A 50% Bitcoin drop before December is unconfirmed, risks elevated
New cycle commentary circulating in the market claims Bitcoin could lose half its value before December. That outcome remains unconfirmed: available institutional research and recent market reports point to elevated downside risks, but not a definitive 50% drawdown on a fixed timetable.
The risk case hinges on how prior cycles behaved around major trend lines and whether institutional demand weakens at key support zones. For now, the evidence supports a conditional scenario, one that requires additional technical confirmation and stress in flows, rather than a base case.
What new cycle data says and why it matters now
Cycle studies emphasize that deeper drawdowns often coincide with the loss of long-duration moving averages and with markets probing the cost bases of large holders, including spot Bitcoin ETFs and corporate treasuries. If those zones fail, selling can accelerate, but the timeline and depth vary meaningfully by cycle.
On the institutional side, banks have flagged softer momentum and a thinner bid from corporate “treasury company” buyers, a combination that can amplify volatility during risk-off episodes. According to Standard Chartered, reduced enthusiasm from these buyers has been a notable feature of the latest phase, implying any break of major supports could see less immediate cushioning from that cohort.
“Historically, BTC hasn’t stopped at a ~40% drawdown without moving toward ~50% within a three-month window, especially after the 50-week moving average has been lost,” said Alex Thorn, Head of Research at Galaxy Digital. This is an observation from prior cycles, not a guarantee for the current one, and it underscores why technicians are focused on weekly-trend confirmation before assigning higher conviction to a deeper decline.
Technical signals and levels: drawdown history, 50-week MA, supports
The 50-week moving average is a widely watched trend filter because sustained moves below it have often preceded extended corrective phases in prior crypto cycles. Drawdown clusters near that line typically act as “decision zones,” where either trend repair begins or a larger retracement unfolds. Traders also assess multi-cycle drawdown bands to judge whether current stress aligns with historical mid-cycle behavior or something more severe.

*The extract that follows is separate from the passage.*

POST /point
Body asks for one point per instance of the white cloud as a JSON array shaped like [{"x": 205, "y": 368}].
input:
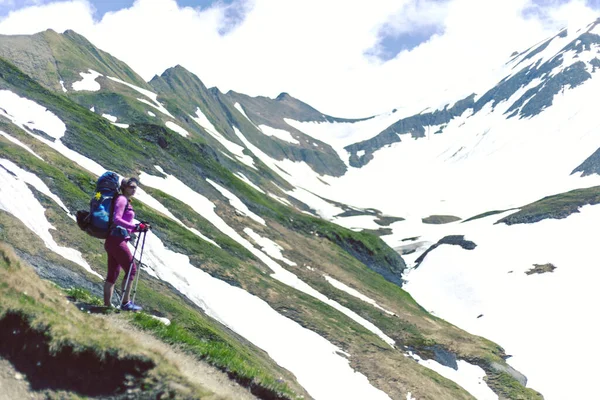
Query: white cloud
[{"x": 320, "y": 52}]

At the time of this writing, recent weekend trading reports noted Bitcoin dropped about 4% to $63,956 after U.S. and Israeli strikes on Iran triggered risk aversion, according to TS2. Such event-driven moves can distort short-term signals, so technicians tend to confirm any break with follow-through across multiple sessions and on weekly closes.
Sellers also returned late in the week, taking prices roughly 5.5% below a midweek high to the mid‑$65,000s, as reported by Cointelegraph. Moves of this magnitude within days are consistent with a high‑volatility regime, which is why many analysts require a confluence of factors, weekly-trend loss, failed retests, and weaker institutional flows, before treating a 50% drawdown scenario as anything more than an elevated risk, not a baseline.